The back story: Michigan, the nation’s second-largest producer of apples, boasts one of the richest and most diverse fruit industries in the United States. According to data from the USDA’s National Agriculture Statistics Services, Michigan farms harvested more than 1.36 billion pounds of apples in 2022. There are 17.6 million apple trees on 850 apple-growing farms in Michigan. That same year, Michigan produced more than 23 million pounds of peaches valued at more than $20 million. Those peaches included world-famous varieties developed in Michigan such as Redhaven and Flamin’ Fury. Hildebrand grows and packs both apples and peaches.
Funding: Nate Peeters, deputy communications director at MDARD, says the state’s entire fruit industry is bolstered by projects like the expansion at Hildrenbrand Fruit Farms and the Food and Agriculture Investment Program. Since fiscal year 2019, MDARD has awarded more than $5.7 million in FAIP grants, which are part of more than $184 million MDARD delivered over the past seven years to help local communities build infrastructure, promote agricultural prosperity, ensure food safety and create jobs.
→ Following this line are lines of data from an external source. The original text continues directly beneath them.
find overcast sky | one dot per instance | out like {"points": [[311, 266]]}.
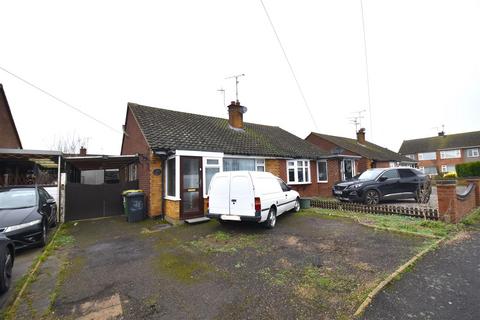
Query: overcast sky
{"points": [[424, 64]]}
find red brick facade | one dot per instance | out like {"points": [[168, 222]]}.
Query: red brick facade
{"points": [[8, 132]]}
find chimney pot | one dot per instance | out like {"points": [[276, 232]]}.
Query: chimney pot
{"points": [[361, 136], [235, 115]]}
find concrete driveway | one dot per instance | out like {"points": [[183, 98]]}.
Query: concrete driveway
{"points": [[308, 267], [23, 260]]}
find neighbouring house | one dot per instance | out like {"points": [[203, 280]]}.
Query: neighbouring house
{"points": [[180, 152], [443, 152], [353, 156], [9, 137]]}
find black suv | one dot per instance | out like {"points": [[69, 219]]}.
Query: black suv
{"points": [[375, 185]]}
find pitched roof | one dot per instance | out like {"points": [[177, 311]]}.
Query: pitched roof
{"points": [[173, 130], [368, 150], [448, 141], [4, 102]]}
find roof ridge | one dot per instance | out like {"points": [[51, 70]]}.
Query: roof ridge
{"points": [[197, 114]]}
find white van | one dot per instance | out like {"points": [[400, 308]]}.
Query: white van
{"points": [[250, 196]]}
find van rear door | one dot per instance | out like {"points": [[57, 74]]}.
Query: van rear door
{"points": [[219, 194], [242, 198]]}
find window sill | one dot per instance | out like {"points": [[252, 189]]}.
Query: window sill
{"points": [[297, 183], [172, 198]]}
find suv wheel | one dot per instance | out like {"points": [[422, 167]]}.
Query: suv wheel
{"points": [[271, 219], [372, 197]]}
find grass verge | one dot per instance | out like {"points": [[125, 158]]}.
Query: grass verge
{"points": [[404, 224]]}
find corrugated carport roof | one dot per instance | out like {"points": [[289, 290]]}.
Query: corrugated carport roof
{"points": [[100, 162]]}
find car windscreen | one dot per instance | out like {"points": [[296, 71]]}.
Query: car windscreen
{"points": [[17, 198], [370, 174]]}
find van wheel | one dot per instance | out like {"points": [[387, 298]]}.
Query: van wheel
{"points": [[296, 208], [271, 219]]}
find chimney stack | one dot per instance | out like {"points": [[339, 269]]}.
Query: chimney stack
{"points": [[361, 136], [235, 115]]}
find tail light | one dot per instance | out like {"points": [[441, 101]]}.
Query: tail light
{"points": [[258, 205]]}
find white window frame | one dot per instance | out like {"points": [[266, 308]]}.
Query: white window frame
{"points": [[205, 166], [444, 154], [420, 156], [326, 169], [473, 153], [175, 197], [295, 168], [342, 168]]}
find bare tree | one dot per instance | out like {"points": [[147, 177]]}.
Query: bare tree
{"points": [[70, 143]]}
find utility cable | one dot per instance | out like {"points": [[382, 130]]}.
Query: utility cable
{"points": [[289, 65]]}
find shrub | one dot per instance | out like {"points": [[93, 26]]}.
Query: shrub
{"points": [[470, 169]]}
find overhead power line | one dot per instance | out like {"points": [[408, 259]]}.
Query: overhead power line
{"points": [[366, 69], [289, 65], [60, 100]]}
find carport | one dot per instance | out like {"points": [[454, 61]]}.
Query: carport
{"points": [[19, 167], [95, 184]]}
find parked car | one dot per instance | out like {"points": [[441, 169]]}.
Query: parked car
{"points": [[7, 257], [250, 196], [26, 214], [375, 185]]}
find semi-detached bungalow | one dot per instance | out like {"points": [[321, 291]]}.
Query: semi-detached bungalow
{"points": [[180, 152]]}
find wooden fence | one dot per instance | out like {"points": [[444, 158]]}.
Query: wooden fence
{"points": [[424, 213]]}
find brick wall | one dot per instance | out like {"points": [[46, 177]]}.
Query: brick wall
{"points": [[134, 143], [452, 207], [8, 132]]}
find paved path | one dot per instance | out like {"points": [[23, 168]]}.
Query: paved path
{"points": [[443, 285]]}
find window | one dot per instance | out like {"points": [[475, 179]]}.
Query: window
{"points": [[132, 172], [260, 165], [390, 174], [298, 171], [427, 156], [448, 168], [472, 153], [170, 178], [238, 164], [348, 169], [406, 173], [450, 154], [322, 171], [212, 166]]}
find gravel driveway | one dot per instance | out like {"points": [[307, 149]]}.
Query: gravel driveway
{"points": [[308, 267]]}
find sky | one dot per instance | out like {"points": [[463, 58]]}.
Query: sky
{"points": [[423, 65]]}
“(These) grants advance MDARD’s broader goals of strengthening Michigan’s food supply chain, creating more economic opportunities for Michigan growers, and giving Michigan families more access to locally grown foods,” says MDARD Director Tim Boring. The Food and Agriculture Investment Program is a cornerstone of MDARD’s economic development strategy.”
Says Hildebrand: ‘I understand these are tax dollars and that you have to spend the tax dollars wisely. But this isn’t a gift to the Hildebrands. This is an investment to the Hildebrands and the Schillings and the Umlors and the DeRuiters and all the other farmers that we work with, and it’s an investment in our employees as well.
“This is allowing us to expand and employ people, and those people depend on us to make a good living.”
More: Hildebrand’s has two locations. The packing facility at 3255 E. Shawnee Rd., Berrien Springs. The home farm at 10267 Garr Rd., Berrien Springs.
“Our motto in life and in business is:’You will know us by our fruit,” he says. “ You know, actions speak louder than words. My grandparents and my parents worked their tails off,” he says. “This is our leg of the race, and we’re trying to run it as best we possibly can.”